In 1912, the monastery owned 337 parcels of land where three churches were located. Particularly revered were the relics of Saint Abraham of Galich, a miraculous icon of the Virgin of Galich, and an icon of Saint Abraham with his penitential chains. The remains of Princess Elena Dolgoruky and members of the Lermontov family and the Mamaev family were buried in the monastery cemetery.

=== Soviet era ===
The monastery was deprived of its legal personality in 1919 by the new communist power; but Archimandrite Serapion succeeded with the brothers in registering the monastic community as a parish community. In the spring of 1922, all valuable liturgical objects, icons, gold and precious tableware, etc. were removed and confiscated. The Chukhlomskoy Uyezd thus became the first in the Kostroma governorate to own the most gold and silver.

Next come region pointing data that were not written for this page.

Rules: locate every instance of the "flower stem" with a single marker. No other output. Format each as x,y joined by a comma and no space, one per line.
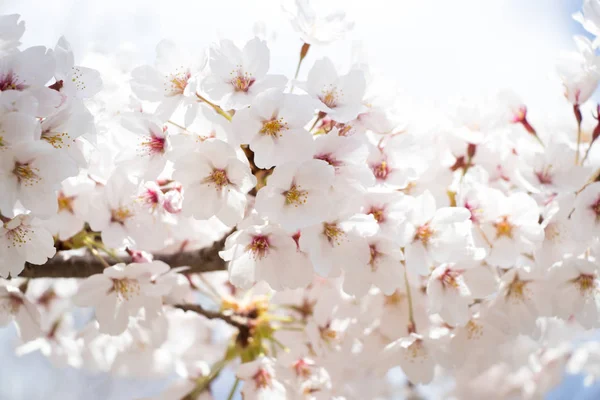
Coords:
233,389
412,326
578,117
303,52
97,255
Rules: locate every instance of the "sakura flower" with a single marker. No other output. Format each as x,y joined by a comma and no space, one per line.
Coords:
414,355
31,173
580,72
147,155
73,204
237,76
389,209
347,155
576,292
339,243
340,97
521,299
313,28
511,227
586,215
436,235
14,305
30,70
383,269
74,81
169,82
23,239
215,182
274,128
113,211
120,292
395,165
16,127
256,253
260,381
559,232
296,194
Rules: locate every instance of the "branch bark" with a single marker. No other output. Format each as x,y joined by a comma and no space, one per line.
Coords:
203,260
230,319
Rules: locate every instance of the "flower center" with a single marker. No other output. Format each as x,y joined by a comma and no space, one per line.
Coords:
11,304
218,177
153,144
17,236
374,257
552,231
295,196
586,283
333,233
26,174
241,81
517,290
377,213
57,139
10,81
259,246
424,234
262,378
503,228
449,279
329,159
330,95
596,209
273,127
381,170
394,299
416,350
302,368
121,214
126,288
474,330
544,176
65,203
176,83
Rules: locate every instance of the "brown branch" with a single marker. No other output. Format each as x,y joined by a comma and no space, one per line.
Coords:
203,260
238,322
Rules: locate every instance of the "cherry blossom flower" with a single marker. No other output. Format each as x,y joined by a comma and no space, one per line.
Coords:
436,235
120,292
274,128
170,81
237,76
256,253
31,173
580,72
296,194
340,97
316,29
260,381
511,227
215,182
586,213
14,305
23,239
576,289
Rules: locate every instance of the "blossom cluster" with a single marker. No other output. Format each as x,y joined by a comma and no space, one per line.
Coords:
351,242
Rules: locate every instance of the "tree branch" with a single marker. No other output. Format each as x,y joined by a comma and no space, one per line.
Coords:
203,260
232,320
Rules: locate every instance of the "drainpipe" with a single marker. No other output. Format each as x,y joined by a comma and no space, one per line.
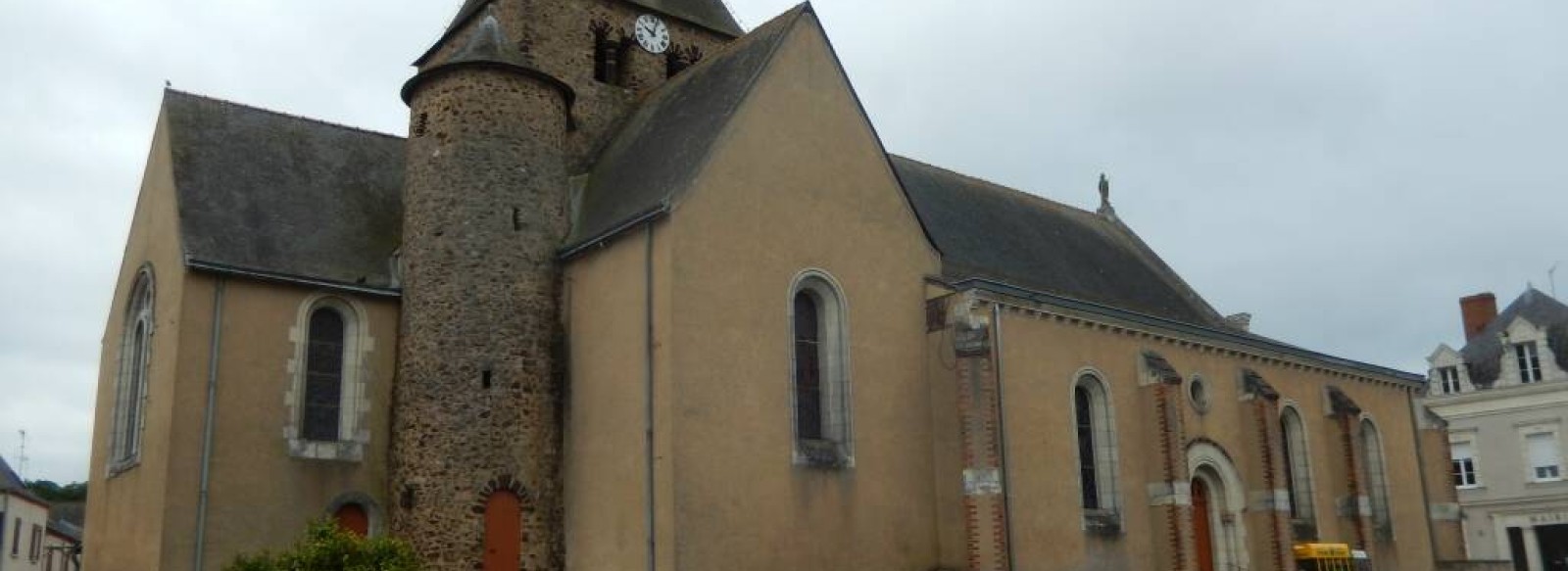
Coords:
208,425
1421,461
648,388
1001,435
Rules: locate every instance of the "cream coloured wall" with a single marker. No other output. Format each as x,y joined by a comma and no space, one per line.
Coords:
124,510
145,518
799,180
261,496
606,466
1042,359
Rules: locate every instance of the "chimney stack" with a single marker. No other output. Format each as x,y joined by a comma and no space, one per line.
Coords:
1478,310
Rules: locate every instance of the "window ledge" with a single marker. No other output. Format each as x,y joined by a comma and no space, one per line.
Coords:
122,466
822,455
336,451
1104,523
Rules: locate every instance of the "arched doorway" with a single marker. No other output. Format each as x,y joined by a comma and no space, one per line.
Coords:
1217,500
502,532
1201,529
353,518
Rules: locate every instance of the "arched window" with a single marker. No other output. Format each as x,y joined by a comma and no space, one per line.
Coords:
323,377
328,391
1097,445
819,372
130,388
1298,466
1376,476
502,531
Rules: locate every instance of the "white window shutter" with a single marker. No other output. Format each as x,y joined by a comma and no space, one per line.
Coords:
1544,449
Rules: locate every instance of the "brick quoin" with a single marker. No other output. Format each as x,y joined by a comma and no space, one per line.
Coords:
1170,446
1266,438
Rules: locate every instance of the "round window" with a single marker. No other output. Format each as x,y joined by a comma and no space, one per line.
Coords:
1200,394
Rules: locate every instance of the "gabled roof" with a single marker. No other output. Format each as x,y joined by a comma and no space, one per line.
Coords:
284,197
666,141
706,13
710,15
1534,307
995,232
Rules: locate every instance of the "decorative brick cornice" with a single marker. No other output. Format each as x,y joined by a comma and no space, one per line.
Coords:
1254,385
1259,357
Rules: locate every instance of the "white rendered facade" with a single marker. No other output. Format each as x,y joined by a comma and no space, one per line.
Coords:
1507,437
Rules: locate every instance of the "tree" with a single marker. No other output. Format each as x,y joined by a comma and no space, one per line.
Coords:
328,547
52,492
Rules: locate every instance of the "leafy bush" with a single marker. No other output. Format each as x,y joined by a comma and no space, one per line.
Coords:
326,547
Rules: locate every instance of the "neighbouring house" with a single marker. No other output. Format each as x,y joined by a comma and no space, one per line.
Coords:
642,289
1505,399
24,519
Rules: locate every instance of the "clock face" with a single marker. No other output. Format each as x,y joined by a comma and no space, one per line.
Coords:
651,33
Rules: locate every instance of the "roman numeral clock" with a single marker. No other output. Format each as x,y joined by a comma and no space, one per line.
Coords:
651,33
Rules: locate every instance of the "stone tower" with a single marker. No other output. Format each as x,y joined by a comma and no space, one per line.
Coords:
506,109
475,405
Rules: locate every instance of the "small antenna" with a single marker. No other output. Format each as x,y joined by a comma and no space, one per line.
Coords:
1551,276
21,456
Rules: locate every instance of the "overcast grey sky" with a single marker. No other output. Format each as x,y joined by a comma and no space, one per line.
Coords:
1343,169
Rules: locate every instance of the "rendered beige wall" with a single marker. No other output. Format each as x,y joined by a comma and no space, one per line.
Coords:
799,180
1042,359
261,498
124,511
606,424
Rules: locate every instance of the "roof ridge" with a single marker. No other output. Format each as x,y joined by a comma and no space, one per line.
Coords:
1011,190
227,102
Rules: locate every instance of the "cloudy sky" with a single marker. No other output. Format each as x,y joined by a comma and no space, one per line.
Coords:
1341,169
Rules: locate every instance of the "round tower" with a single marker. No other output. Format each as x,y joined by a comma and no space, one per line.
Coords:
475,440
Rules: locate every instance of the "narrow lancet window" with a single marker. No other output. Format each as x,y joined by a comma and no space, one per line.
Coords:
323,385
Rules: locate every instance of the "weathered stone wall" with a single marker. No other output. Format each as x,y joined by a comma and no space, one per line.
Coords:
557,38
478,378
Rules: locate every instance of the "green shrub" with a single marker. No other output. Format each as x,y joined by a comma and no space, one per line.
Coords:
326,547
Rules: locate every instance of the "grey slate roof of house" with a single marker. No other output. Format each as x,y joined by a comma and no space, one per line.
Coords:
286,197
1534,307
706,13
12,484
996,232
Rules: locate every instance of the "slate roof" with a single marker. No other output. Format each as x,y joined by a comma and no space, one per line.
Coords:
706,13
12,484
1534,307
996,232
284,197
666,141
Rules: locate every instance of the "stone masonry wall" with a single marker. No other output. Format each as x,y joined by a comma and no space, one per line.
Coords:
478,372
559,39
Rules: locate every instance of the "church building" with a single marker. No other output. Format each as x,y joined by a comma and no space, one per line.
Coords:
645,291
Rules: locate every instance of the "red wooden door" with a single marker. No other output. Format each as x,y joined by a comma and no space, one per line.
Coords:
502,532
1203,534
353,518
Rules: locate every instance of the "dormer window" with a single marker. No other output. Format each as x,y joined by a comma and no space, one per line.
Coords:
1529,362
1449,380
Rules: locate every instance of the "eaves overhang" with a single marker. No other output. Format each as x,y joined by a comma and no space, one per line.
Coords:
1253,344
294,279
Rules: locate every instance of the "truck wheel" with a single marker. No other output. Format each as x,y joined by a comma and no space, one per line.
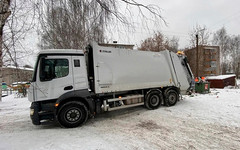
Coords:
153,99
171,97
72,114
35,116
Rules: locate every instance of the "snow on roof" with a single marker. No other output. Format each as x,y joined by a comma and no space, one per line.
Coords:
220,77
22,68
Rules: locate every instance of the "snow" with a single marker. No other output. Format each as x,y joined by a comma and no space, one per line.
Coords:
201,121
220,77
22,68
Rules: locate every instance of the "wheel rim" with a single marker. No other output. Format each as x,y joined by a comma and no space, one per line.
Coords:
154,101
73,115
172,98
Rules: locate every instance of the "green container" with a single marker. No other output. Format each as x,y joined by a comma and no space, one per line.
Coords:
202,87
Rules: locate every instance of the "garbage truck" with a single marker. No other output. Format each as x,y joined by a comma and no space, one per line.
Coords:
69,86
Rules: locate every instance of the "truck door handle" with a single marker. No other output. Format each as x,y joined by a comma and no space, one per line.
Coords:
68,88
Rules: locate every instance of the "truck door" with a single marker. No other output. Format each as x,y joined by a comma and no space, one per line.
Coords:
54,77
79,73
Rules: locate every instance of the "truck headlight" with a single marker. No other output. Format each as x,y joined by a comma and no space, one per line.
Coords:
31,112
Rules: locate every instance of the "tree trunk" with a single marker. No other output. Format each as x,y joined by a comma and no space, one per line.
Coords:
4,13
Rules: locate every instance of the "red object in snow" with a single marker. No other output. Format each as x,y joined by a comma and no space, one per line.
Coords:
221,81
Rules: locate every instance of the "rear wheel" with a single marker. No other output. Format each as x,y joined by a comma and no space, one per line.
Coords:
153,99
171,97
72,114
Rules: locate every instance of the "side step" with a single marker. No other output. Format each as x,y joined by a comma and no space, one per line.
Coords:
126,101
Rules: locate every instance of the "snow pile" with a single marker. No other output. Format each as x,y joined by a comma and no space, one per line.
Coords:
207,121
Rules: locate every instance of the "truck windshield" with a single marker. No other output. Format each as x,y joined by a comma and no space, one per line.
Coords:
53,68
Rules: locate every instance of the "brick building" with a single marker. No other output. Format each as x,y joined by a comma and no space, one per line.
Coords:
12,74
208,60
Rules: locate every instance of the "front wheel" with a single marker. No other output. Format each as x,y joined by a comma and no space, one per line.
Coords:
153,99
72,114
172,97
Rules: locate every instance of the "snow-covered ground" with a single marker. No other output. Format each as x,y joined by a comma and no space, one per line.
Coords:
207,121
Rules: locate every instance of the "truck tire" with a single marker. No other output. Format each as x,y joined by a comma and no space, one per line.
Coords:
171,97
72,114
153,99
35,116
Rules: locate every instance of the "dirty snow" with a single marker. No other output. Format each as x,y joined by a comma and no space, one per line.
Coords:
207,121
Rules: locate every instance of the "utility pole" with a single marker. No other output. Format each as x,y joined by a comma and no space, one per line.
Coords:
4,13
197,55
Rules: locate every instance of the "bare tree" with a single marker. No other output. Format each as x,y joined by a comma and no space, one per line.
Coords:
72,24
202,33
159,43
17,26
222,39
4,14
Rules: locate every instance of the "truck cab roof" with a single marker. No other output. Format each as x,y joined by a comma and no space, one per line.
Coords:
62,51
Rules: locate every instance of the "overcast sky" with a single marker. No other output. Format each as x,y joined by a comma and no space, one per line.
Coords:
183,15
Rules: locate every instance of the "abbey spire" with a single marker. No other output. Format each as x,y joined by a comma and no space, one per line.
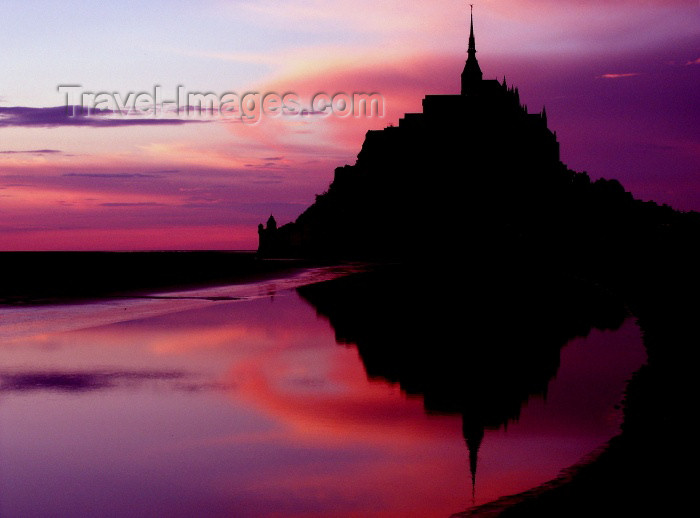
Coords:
471,76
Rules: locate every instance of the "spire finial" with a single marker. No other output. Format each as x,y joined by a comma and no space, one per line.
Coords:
472,45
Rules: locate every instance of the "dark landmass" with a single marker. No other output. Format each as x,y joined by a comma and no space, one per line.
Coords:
50,277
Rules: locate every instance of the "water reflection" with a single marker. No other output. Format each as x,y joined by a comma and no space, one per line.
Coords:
219,408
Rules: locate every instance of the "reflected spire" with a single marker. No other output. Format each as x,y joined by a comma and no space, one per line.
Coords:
471,76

In the mid-1920s, the authorities set up an orphanage (closed in the mid-1930s) in part of the monastery, which was the pretext for the final closure of the monastery and the expulsion of the monks in 1928, in order according to statements authorities “not to corrupt the souls of children”. Finally in the mid-1930s, all the monks were shot. In the buildings of the old monastery, village clubs were set up, the chapel was given for the use of a peasant woman to build her isba . Later, the local authorities planned to turn the premises into a holiday home for workers from the surrounding area. The old churches are transformed into granaries. A tractor and agricultural machinery station is organized within its walls. It closed in the 1950s. At the end of the 1950s, the former monks' cell building housed a primary school. At the beginning of the 1970s, restoration work began, notably with the help of teams of students from the Moscow Institute of Architecture (MArchI). They were completed in 1975.